About ControlNet

ControlNet is a neural network structure designed to control diffusion models by adding extra conditions. It is primarily used for adding conditional control to text-to-image diffusion models. The structure of ControlNet involves duplicating the weights of neural network blocks into a “locked” copy and a “trainable” copy. The “trainable” copy learns your condition, while the “locked” copy preserves your original model.

Here are four key features of ControlNet

  1. Zero Convolution: ControlNet uses a “zero convolution” which is a 1×1 convolution with both weight and bias initialized as zeros. Before training, all zero convolutions output zeros, and ControlNet will not cause any distortion. This ensures that your original model is safe and not distorted during the training process.
  2. Small-Scale Training: ControlNet allows for training on small-scale or even personal devices.

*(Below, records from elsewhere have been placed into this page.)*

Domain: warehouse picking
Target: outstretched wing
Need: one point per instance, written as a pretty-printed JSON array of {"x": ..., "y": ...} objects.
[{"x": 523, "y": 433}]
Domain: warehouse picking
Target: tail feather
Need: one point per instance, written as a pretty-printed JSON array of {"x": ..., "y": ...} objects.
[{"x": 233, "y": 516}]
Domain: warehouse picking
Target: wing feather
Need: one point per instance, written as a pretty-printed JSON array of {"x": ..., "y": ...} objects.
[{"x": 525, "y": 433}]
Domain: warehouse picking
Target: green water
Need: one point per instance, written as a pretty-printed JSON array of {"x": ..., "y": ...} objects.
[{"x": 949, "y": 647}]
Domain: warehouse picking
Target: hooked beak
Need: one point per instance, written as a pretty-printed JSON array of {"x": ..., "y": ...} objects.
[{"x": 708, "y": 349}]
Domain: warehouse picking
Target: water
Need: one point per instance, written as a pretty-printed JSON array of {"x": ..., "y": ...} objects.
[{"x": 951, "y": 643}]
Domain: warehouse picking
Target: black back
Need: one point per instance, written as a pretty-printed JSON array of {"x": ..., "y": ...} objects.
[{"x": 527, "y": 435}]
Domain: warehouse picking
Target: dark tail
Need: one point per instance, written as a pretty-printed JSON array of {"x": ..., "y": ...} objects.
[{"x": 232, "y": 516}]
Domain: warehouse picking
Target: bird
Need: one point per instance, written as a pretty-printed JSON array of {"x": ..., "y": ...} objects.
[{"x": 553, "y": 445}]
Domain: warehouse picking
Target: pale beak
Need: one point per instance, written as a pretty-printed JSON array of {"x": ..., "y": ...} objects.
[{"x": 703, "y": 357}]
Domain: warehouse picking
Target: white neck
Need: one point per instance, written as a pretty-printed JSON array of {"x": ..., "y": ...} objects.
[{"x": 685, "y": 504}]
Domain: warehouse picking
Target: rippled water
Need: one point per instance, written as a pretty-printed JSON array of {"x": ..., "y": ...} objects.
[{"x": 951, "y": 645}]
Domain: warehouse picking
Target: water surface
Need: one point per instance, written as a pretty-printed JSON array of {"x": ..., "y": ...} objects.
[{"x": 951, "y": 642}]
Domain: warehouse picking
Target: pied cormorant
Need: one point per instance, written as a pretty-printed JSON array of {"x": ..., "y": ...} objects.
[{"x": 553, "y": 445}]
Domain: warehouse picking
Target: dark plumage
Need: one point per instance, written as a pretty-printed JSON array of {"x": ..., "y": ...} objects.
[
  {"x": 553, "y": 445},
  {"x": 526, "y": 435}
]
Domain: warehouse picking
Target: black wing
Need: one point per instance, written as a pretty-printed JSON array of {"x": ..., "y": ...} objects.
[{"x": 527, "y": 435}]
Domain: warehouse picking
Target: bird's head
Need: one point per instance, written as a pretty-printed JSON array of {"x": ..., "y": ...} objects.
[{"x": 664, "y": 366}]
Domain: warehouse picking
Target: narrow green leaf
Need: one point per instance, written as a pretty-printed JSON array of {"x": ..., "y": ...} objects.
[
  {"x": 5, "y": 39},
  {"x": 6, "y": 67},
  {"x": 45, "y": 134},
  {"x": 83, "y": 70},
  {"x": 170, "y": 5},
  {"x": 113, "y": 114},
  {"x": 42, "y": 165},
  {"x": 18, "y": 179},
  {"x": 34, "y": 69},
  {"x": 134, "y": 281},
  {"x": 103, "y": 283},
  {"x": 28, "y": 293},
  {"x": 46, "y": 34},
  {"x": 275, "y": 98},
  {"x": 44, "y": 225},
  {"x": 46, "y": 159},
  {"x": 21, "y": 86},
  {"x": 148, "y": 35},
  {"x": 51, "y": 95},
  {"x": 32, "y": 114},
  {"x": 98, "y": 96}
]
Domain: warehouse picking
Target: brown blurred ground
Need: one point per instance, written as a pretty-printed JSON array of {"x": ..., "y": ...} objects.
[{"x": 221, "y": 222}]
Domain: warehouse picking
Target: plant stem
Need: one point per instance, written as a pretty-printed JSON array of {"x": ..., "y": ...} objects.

This is possible because training with a small dataset of image pairs will not destroy the production-ready diffusion models.
  3. Model Compatibility: ControlNet is friendly to merge/replacement/offsetting of models/weights/blocks/layers. This makes it a versatile tool that can be used in conjunction with various other models and structures.
  4. Stable Diffusion: By repeating the simple structure of ControlNet multiple times, it can control stable diffusion effectively. This allows the ControlNet to reuse the SD encoder as a deep, strong, robust, and powerful backbone to learn diverse controls.